Tuesday, January 16, 2007

In Which Dickens Expounds Generally Upon the Writing Practices of Philosophers

Having had to read through more than one work by a philosopher in the course of my studies, I was delighted to come across this quote from Oliver Twist dealing with the circumloquatious nature that characterizes much of the writing to be found under that subject. Another amusing aspect of this quote is that it is employed to illustrate to the reader the manner in which a couple young pick-pockets exit the scene of a crime and return to their base.

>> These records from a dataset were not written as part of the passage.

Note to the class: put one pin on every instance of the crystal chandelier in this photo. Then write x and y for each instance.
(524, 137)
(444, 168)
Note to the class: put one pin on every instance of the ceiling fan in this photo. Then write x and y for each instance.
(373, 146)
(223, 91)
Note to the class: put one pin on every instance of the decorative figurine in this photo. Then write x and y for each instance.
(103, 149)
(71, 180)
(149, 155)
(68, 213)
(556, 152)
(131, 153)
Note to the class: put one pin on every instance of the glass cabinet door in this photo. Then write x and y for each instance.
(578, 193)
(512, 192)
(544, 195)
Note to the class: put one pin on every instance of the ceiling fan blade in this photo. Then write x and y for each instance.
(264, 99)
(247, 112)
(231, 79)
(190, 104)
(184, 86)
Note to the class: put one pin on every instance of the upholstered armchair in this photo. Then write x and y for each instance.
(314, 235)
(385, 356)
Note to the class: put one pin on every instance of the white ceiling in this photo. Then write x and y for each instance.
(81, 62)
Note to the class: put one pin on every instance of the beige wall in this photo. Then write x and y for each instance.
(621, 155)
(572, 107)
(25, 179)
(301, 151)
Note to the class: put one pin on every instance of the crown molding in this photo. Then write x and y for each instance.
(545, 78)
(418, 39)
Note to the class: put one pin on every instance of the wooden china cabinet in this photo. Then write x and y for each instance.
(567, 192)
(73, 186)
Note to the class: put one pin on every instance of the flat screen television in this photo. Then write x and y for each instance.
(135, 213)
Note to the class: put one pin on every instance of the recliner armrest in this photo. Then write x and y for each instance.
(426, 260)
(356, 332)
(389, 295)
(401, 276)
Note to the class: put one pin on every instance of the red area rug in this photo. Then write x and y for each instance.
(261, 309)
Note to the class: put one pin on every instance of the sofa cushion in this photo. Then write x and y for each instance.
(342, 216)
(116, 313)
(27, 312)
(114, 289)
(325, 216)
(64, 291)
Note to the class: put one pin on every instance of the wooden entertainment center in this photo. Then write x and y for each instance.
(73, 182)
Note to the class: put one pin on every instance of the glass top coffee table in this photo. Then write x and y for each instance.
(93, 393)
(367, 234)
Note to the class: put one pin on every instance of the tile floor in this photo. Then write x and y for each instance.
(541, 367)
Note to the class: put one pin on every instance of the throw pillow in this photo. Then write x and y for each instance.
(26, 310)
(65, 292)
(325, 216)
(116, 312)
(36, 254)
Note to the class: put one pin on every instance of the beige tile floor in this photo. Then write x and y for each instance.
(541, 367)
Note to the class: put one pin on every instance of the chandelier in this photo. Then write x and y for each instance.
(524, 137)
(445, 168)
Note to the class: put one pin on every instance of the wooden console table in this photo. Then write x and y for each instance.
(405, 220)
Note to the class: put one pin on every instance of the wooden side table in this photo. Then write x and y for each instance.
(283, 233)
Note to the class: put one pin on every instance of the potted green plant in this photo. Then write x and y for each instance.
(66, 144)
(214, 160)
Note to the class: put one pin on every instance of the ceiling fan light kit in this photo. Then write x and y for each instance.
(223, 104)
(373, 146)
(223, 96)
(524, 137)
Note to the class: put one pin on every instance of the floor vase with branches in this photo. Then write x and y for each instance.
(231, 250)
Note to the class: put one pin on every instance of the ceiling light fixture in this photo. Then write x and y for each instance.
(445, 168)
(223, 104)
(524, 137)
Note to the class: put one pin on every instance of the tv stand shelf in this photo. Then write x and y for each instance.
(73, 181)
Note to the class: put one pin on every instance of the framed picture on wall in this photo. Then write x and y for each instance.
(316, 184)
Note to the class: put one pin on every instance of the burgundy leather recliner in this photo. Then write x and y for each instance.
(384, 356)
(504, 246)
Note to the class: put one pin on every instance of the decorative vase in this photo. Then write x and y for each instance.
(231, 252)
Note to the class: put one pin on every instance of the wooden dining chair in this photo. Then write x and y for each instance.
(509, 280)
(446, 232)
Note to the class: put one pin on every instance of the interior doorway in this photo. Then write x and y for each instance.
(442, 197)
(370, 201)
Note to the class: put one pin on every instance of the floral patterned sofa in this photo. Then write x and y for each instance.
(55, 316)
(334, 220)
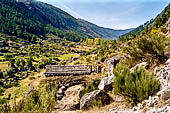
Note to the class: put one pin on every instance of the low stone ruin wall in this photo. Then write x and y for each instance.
(64, 70)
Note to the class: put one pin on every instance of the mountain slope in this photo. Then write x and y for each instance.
(29, 19)
(106, 32)
(159, 21)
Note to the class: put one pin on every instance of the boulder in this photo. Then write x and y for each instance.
(164, 94)
(94, 98)
(106, 83)
(141, 65)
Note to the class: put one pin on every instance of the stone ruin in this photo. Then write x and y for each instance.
(64, 70)
(112, 62)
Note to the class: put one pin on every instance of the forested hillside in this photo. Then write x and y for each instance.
(33, 19)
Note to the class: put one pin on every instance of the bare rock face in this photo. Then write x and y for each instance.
(143, 64)
(95, 98)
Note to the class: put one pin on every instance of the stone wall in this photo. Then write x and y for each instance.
(64, 70)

As the primary feature of such a retreat must be to evade detection, the parallel is quite enjoyable to those, as mentioned above, forced to read through such rabbit-trails found within the writings of certain venerable philosophers:

If I wanted any further proof of the strictly philosophical nature of the conduct of these young gentlemen in their very delicate predicament, I should at once find it in the fact (also recorded in the foregoing part of this narrative), of their quitting the pursuit, when the general attention was fixed upon Oliver; and making immediately for their home by the shortest possible cut. Although I do not mean to assert that it is usually the practice of renowned and learned sages, to shorten the road to any great conclusion (their course indeed being rather to lengthen the distance, by various circumlocutions and discursive staggerings, like unto those in which drunken men under the pressure of a too mighty flow of ideas, are prone to indulge); still, I do mean to say, and do say distinctly, that it is the invariable practice of many mighty philosophers, in carrying out theories, to evince great wisdom and foresight in providing against every possible contingency which can be supposed at all likely to affect themselves. Thus, to do a great right, you may do a little wrong; and you may take any means which the end to be attained will justify; the amount of the right, or the amount of the wrong, or indeed the distinction between the two, being left entirely to the philosopher concerned, to be settled and determined by his clear, comprehensive, and impartial view of his own partial case.